Elon Musk Abandons Plan To Take Tesla Private Amid Turmoil Within The Company

Chris White | Energy Reporter

Tesla CEO Elon Musk did an about-face Friday night and told his followers that he and the car company’s investors believe it’s best if they abandon plans to remove the automaker from the stock exchange.

“Most of Tesla’s existing shareholders believe we are better off as a public company,” Musk wrote in a late-night blog post on the Tesla website. He also noted that taking the company private after years of being on Wall Street proved to be too much of a distraction.

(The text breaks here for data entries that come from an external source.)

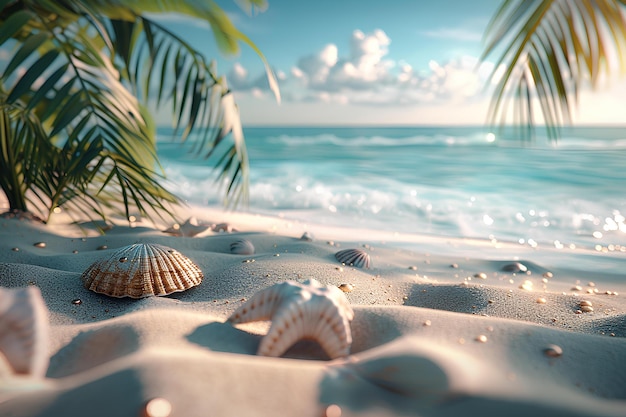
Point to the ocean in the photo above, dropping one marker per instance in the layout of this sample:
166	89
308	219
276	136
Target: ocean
443	181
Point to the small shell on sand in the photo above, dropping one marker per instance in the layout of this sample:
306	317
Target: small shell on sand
515	267
223	228
142	270
307	310
553	351
354	257
157	407
242	247
346	287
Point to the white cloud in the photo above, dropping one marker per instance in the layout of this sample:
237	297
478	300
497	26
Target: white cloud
365	75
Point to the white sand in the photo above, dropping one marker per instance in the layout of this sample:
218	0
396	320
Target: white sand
415	349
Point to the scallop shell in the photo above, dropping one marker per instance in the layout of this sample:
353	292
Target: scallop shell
307	310
24	331
307	237
142	270
514	267
354	257
242	247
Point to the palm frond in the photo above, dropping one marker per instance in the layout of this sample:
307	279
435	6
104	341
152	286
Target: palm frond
96	125
201	100
546	51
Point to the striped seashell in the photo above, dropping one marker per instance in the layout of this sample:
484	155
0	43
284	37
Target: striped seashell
142	270
354	257
307	310
307	237
242	247
514	267
23	332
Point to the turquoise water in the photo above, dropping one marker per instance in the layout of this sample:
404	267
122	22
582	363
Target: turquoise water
458	182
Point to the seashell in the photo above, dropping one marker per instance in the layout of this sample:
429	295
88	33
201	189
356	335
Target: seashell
346	287
354	257
307	237
307	310
242	247
515	267
223	228
24	334
142	270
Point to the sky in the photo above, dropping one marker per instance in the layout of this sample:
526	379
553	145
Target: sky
347	62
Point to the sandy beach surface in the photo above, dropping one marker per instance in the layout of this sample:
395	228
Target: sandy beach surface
442	327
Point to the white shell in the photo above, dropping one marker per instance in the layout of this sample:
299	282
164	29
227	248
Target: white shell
242	247
24	330
307	237
307	310
515	267
354	257
142	270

The company was turned upside after Musk told his Twitter followers in an Aug. 7 post that he secured “funding” to take Tesla private at $420 per share, far more than the company’s worth. His tweet followed a report suggesting Saudi Arabia became a major Tesla shareholder earlier this year. The announcement roiled the company and prompted a full-blown federal investigation.

“Moving forward, we will continue to focus on what matters most: building products that people love and that make a difference to the shared future of life on Earth,” he wrote in Friday’s blog post. “We’ve shown that we can make great sustainable energy products, and we now need to show that we can be sustainably profitable.”

One of the major sticking points for shareholders, Musk explained in the post, was their inability to hold shares in the company were it to go private. (RELATED: What Happens To Tesla Devotees If Musk Takes The Company Private?)

“(A) number of institutional shareholders have explained that they have internal compliance issues that limit how much they can invest in a private company. There is also no proven path for most retail investors to own shares if we were private,” he added.
This is a decidedly different tone than the one Musk made during the original tweet announcing the plan.

Musk initially told his followers on Twitter that they’d be able to own and keep their stock if the company went private. But financial rules prevent everyone who currently holds public shares from seamlessly moving into the private side, because there are different tiers of shareholders.

Musk’s gamble was likely a strategic move, one designed to limit distractions while Tesla produces the highly touted Model 3.

Private company management is not subject to the usual public monitoring and scrutiny of those that go public — analysts, short sellers and regulatory agencies, for instance, provide people information about Tesla before they purchase shares. Tesla has become a kicking boy for short sellers who are critical of the company’s business model.